Seria então Billy Wilder um misógino? Ou esse traço
é apenas o calcanhar de Aquiles do diretor, denunciando seu lugar no tempo e na
História do cinema? O principal é aventar a possibilidade de, ao contrário dos
homens, Wilder não ter seu “Jack Lemmon de saias”. Marylin Monroe é um furacão
sexual, Kim Novak foi sexualizada ao extremo em Beija-me,
Idiota, Audrey Hepburn ficou a bobinha apaixonada. O mais próximo de
repetir no feminino a presença de tela de Jack Lemmon foi com Shirley MacLaine,
conseguindo graça e doçura sem cair na mera inocência ou no sentimentalismo do
clichê romântico em Se Meu Apartamento Falasse;
e um lado sexual sem perder a ternura em Irma La Douce (1963).

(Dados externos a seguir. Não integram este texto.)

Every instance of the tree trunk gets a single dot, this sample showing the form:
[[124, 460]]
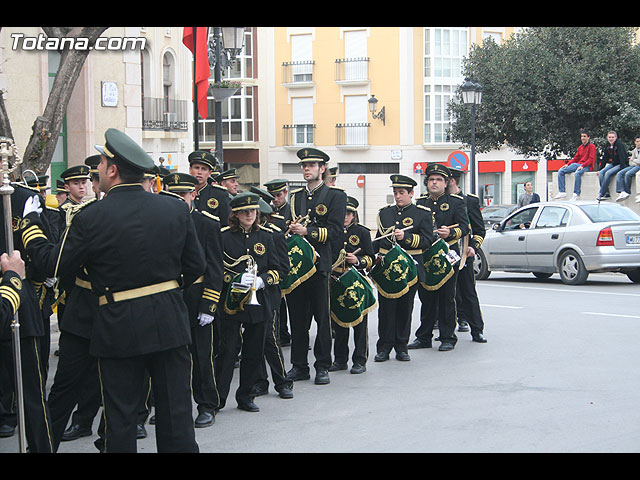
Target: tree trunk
[[46, 128]]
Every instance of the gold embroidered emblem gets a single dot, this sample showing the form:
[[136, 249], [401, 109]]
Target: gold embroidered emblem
[[15, 281]]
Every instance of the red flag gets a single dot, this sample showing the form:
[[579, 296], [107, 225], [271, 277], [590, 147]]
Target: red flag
[[201, 60]]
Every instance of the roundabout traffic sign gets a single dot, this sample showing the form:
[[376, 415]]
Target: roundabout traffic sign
[[458, 160]]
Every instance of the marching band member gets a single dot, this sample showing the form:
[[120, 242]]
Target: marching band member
[[411, 227], [358, 254]]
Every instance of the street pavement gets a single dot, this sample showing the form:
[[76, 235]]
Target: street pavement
[[558, 374]]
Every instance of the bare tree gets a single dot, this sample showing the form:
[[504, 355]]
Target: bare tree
[[46, 127]]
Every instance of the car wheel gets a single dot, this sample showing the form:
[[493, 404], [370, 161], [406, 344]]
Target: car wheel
[[634, 275], [571, 268], [480, 266], [542, 275]]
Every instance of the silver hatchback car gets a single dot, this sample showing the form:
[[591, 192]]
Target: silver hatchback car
[[569, 238]]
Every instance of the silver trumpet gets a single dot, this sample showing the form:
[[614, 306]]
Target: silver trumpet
[[8, 149]]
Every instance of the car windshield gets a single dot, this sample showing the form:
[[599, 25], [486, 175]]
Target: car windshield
[[495, 212], [607, 212]]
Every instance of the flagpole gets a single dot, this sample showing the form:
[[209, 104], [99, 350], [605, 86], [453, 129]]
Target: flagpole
[[196, 139]]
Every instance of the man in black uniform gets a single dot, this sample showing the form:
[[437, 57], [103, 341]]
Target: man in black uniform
[[358, 254], [280, 204], [325, 208], [412, 228], [21, 294], [244, 240], [202, 300], [143, 323], [210, 197], [467, 304], [451, 223]]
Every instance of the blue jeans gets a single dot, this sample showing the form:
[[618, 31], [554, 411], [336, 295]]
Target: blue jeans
[[573, 168], [604, 177], [624, 178]]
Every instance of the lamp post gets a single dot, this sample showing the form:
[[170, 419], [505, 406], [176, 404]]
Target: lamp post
[[471, 97], [224, 46]]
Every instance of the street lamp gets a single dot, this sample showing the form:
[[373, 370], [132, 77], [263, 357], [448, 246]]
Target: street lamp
[[373, 102], [472, 96], [225, 45]]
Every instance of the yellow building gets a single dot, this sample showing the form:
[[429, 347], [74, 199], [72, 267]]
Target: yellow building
[[320, 80]]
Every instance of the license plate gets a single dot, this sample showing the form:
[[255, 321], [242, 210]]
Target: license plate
[[633, 239]]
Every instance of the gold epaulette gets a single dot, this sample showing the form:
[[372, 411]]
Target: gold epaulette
[[207, 214]]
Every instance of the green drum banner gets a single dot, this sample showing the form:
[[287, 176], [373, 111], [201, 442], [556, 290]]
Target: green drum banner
[[302, 261], [352, 298], [437, 265], [395, 273]]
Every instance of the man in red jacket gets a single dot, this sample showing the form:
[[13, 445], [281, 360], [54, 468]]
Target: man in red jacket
[[582, 162]]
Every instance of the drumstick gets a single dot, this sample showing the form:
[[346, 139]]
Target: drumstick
[[392, 233]]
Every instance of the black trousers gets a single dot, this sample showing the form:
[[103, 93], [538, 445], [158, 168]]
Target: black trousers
[[310, 300], [467, 303], [36, 410], [439, 305], [76, 382], [273, 357], [360, 342], [205, 389], [394, 321], [251, 339], [122, 381]]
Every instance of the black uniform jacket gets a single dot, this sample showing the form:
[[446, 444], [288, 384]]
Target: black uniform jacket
[[204, 295], [138, 249], [416, 240], [448, 209], [478, 230], [326, 207], [29, 314], [214, 199], [261, 245], [356, 237]]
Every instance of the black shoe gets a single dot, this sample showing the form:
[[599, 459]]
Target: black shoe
[[259, 391], [357, 368], [205, 419], [463, 326], [417, 343], [381, 357], [335, 366], [478, 337], [297, 373], [285, 392], [141, 432], [7, 431], [74, 432], [248, 407], [403, 356], [322, 377]]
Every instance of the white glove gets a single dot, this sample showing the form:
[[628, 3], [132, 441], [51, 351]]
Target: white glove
[[32, 205], [204, 319], [247, 280]]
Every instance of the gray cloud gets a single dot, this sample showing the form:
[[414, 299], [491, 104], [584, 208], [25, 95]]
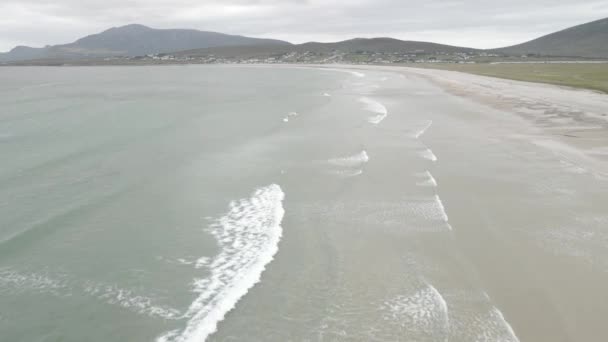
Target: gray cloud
[[474, 23]]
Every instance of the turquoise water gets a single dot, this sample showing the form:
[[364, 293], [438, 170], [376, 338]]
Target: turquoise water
[[242, 203], [107, 176]]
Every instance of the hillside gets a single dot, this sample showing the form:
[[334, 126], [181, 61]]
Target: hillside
[[587, 40], [134, 40], [347, 47]]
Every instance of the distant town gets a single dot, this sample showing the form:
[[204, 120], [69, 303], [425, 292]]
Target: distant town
[[338, 57]]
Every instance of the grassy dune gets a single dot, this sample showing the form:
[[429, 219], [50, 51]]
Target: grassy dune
[[587, 76]]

Curiosamente, quem paga o pato nessa guerra dos
sexos mal-resolvida é o homossexual, o motivo mais recorrente de piadas de seus
filmes – mesmo em Quanto Mais Quente Melhor, o bufão
da história é o personagem apaixonado por Jack Lemmon travestido. E o desastre
de A Vida Íntima de Sherlock Holmes (1970) não parece
vir de outro lugar senão de Wilder não ter muito tato em deixar no ar a
possível homossexualidade do protagonista.